Oddly enough, the FARs and the AIM do not define these terms even though they use them frequently, but it is in the Pilot Controller Glossary (see below). This is one of those areas that I've never really been given specific training on and I guess figured that I would "know it when I saw it". The definitions kind of support that since they leave it to the discretion of the pilot:
EMERGENCY- A distress or an urgency condition.
DISTRESS (MAYDAY)- A condition of being threatened by serious and/or imminent
danger and of requiring immediate assistance.
URGENCY (PAN-PAN)- A condition of being concerned about safety and of requiring
timely but not immediate assistance; a potential distress condition.
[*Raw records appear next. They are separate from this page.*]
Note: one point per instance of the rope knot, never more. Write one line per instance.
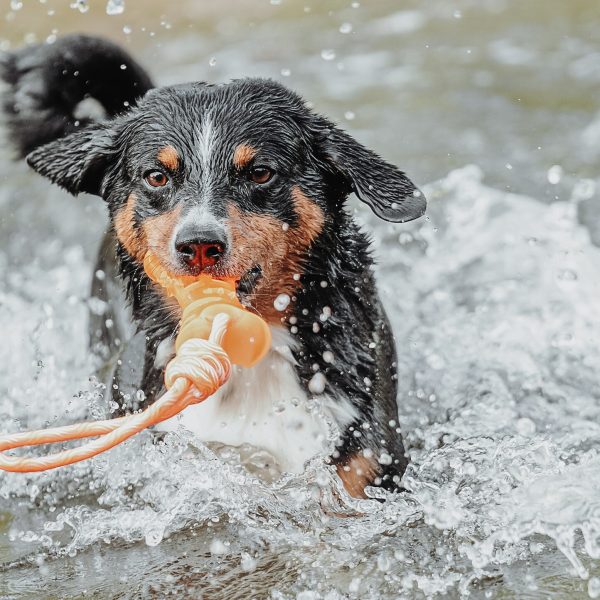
(203, 362)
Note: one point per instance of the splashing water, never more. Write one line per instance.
(496, 319)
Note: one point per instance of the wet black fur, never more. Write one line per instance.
(109, 157)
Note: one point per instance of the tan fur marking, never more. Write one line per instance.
(168, 157)
(130, 237)
(159, 232)
(280, 252)
(357, 473)
(242, 155)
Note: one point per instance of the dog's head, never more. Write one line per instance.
(237, 180)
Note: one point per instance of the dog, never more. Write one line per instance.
(240, 180)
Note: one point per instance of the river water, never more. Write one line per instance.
(493, 106)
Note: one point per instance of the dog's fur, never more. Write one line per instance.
(290, 235)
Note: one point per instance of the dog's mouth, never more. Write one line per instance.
(248, 282)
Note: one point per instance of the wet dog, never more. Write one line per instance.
(241, 180)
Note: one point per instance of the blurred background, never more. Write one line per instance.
(432, 85)
(493, 107)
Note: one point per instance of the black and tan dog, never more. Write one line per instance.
(243, 180)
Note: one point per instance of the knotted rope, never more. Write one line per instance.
(198, 370)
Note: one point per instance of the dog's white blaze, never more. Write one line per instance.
(267, 407)
(205, 146)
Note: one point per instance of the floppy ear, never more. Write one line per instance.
(391, 195)
(76, 162)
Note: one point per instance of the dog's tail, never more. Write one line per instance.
(47, 82)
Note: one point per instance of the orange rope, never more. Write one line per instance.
(198, 370)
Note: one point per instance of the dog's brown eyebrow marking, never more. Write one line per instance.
(130, 237)
(242, 155)
(168, 157)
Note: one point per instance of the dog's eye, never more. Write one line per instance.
(260, 174)
(156, 178)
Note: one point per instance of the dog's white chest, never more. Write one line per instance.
(266, 406)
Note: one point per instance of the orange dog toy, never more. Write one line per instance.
(216, 330)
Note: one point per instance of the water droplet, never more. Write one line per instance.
(80, 5)
(555, 174)
(594, 587)
(383, 563)
(218, 547)
(154, 536)
(248, 563)
(281, 302)
(385, 459)
(525, 427)
(115, 7)
(317, 383)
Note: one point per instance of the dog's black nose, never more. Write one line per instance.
(200, 248)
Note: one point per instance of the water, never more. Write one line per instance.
(493, 299)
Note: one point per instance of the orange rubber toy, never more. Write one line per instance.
(215, 331)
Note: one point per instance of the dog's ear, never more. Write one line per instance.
(76, 162)
(391, 195)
Flight Safety released a report titled Use of Standard Phraseology by Flight Crews and Air Traffic Controllers Clarifies Aircraft Emergencies which includes a quote from an official in which she says that there is a misconception among some pilots about the difference between declaring mayday and pan-pan:
I have observed many cases where a mayday is given when pan-pan should
be sufficient. Many pilots do not realize that this distinction is
ATC's way of prioritizing two or more aircraft with an emergency at
the same time.
She also included some of the most important factors to consider when deciding to declare an emergency:
- Is the aircraft in immediate danger?
- Does the aircraft require immediate assistance?
- Will the aircraft require priority handling during the approach or during any other phase of flight?
- Will the aircraft need special assistance on the ground?
- Does the crew need any assistance from other parties?
The most important thing though is not whether you declare exactly the right kind of emergency, but that you actually let them know when you need help. Don't forget that you can also change your mind. If you declared an Urgency condition and decide that you need more assistance/priority, you can always "upgrade" it to a Distress, and vice-versa.